Con una dormitina, dice la leggenda, che pareggia quella di Napoleone a Marengo, prima che Desaix rovesciasse il senso dello scontro. La realtà è che Paavo, attento pianificatore, si era prodotto in una prova generale il 19 giugno, sulla pista vicina al giardino zoologico di Helsinki, firmando i record mondiali dei 1500 (3’52”6) e dei 5000 (14’28”2) nel giro di cinquanta minuti.

Il 10 luglio, sulla pista di Colombes, Nurmi badò al sodo: bruciò il primo giro dei 1500 in 58” guadagnando un vantaggio incolmabile, salito a 40 metri alla campana.

A quel punto, dopo aver dato un’ultima occhiata, si liberò del fidato cronometro che stringeva sempre in pugno (un vezzo, dicevano i critici, lui il ritmo lo possiede nelle fibre, nel cervello) finendo in souplesse a poco più di 1” dal suo fresco limite.

Sparito negli spogliatoi, ne riemerse meno di due ore dopo (grazie a una protesta del comitato olimpico finlandese, l’intervallo tra le due finali era stato lievemente dilatato rispetto alla crudeltà della mezz’ora prevista) per 5000 che si dimostrarono di ben altro spessore e difficoltà.

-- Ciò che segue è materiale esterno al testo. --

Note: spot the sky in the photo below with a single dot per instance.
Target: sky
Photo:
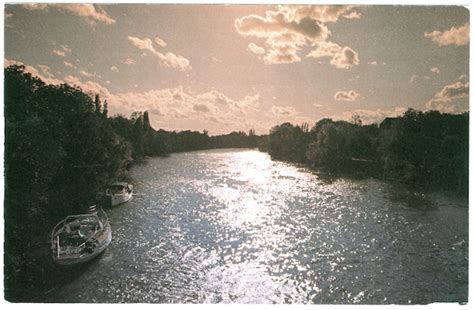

Paavo si ritrovò di fronte Ville Ritola, pure finlandese, di un anno più anziano, assai attivo negli Usa più che in patria e reduce dal successo sui 10000. Difficile ricordare un testa a testa più freddo e feroce: i due che non si scambiano uno sguardo procedendo quasi affiancati giro dopo giro, tutti gli altri persi a distanze tra il sensibile e l’abissale.

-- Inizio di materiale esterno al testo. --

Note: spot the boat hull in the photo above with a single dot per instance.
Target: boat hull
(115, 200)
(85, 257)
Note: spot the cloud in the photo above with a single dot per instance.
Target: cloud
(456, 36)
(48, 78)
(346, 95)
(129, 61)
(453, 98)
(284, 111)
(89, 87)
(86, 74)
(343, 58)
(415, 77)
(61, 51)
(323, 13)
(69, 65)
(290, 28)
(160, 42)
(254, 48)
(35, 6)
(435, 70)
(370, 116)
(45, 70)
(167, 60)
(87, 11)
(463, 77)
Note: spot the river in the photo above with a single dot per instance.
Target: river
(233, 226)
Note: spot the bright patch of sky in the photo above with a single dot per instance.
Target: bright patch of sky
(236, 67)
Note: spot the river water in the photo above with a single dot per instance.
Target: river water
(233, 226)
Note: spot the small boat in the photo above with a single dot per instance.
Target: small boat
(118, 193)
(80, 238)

Nurmi consultò ancora una volta il cronometro prima di spedirlo sull’erba e aumentare la cadenza: Ritola non si perse d’animo, gli restò addosso, provò un assalto finale ma fu respinto, cedendo per un metro e mezzo e due decimi.

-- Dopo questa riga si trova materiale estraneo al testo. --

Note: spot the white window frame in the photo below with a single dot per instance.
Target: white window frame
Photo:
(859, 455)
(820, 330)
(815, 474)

Che tra i due non corresse buon sangue, è testimoniato dai 10000 di quattro anni dopo ad Amsterdam: stessi interpreti, stessa trama, ma con una variante. E’ Nurmi che si appiccica a Ritola e lo tallona sino allo sprint, finale e vincente.

Nessun festeggiamento: raccolta la tuta, Paavo se ne va senza una parola, senza un sorriso, senza conceder tempo ai fotografi. Il fantasma finlandese è sempre più chiuso in se stesso e quel che lo attende non lo renderà più socievole.

Forte di una preparazione attenta, di un controllo del ritmo stretto nel pugno, con nessuno spazio concesso alle variazioni di andatura, in un lavoro che aveva fondamenti più nella quantità che nella qualità, faccia di pietra aveva portato a nove le medaglie d’oro della collezione, anche grazie a campestri e a prove a squadre cancellate dal programma e, ormai 35enne, aveva fissato il coronamento della sua vita di corsa nella maratona olimpica di Los Angeles ’32.

Non gli fecero neppure vedere il percorso: accusato di leso dilettantismo per aver raccolto denaro nei suoi tour statunitensi, specie della stagione indoor, non fu ammesso, ennesima e non ultima vittima di coloro che reggevano le sorti del Cio. Lo stesso capiterà 36 anni dopo a Karl Schranz, colpevole di portare un marchietto su un maglione.

Nel ’52 si lascia convincere a portare la fiaccola e ad accendere il fuoco di Olimpia nello stadio di Helsinki. Aveva perso i capelli (già in gioventù presentava profonde stempiature, ben visibili nel biglietto da 10 markku, in circolazione sino all’avvento dell’euro) e il ventre piatto si era arrotondato.

Fu acclamato e si pentì della sua decisione. Preferiva guardare il mondo dal retrobottega di un suo negozio, silenzioso anche quando si inoltrava nella sua quotidiana norma di vita: tre chilometri al giorno, di corsa e poi al passo, sempre più lento. “Quando non ne sarò più capace, morirò”.

Fu di parola. Sul francobollo che stamparono in suo onore e ricordo, nel ’73, c’è il monumento in bronzo che gli avevano alzato, in vita, davanti allo stadio guardato dalla grande torre, alta quanto il lancio più lungo, 77 metri e 23 centimetri, dell’occhialuto Matti Jarviven.

Corsa di lunga lena e giavellotto nello stemma gentilizio di Suomi. Nurmi ne fu figlio esemplare e monarca silenzioso.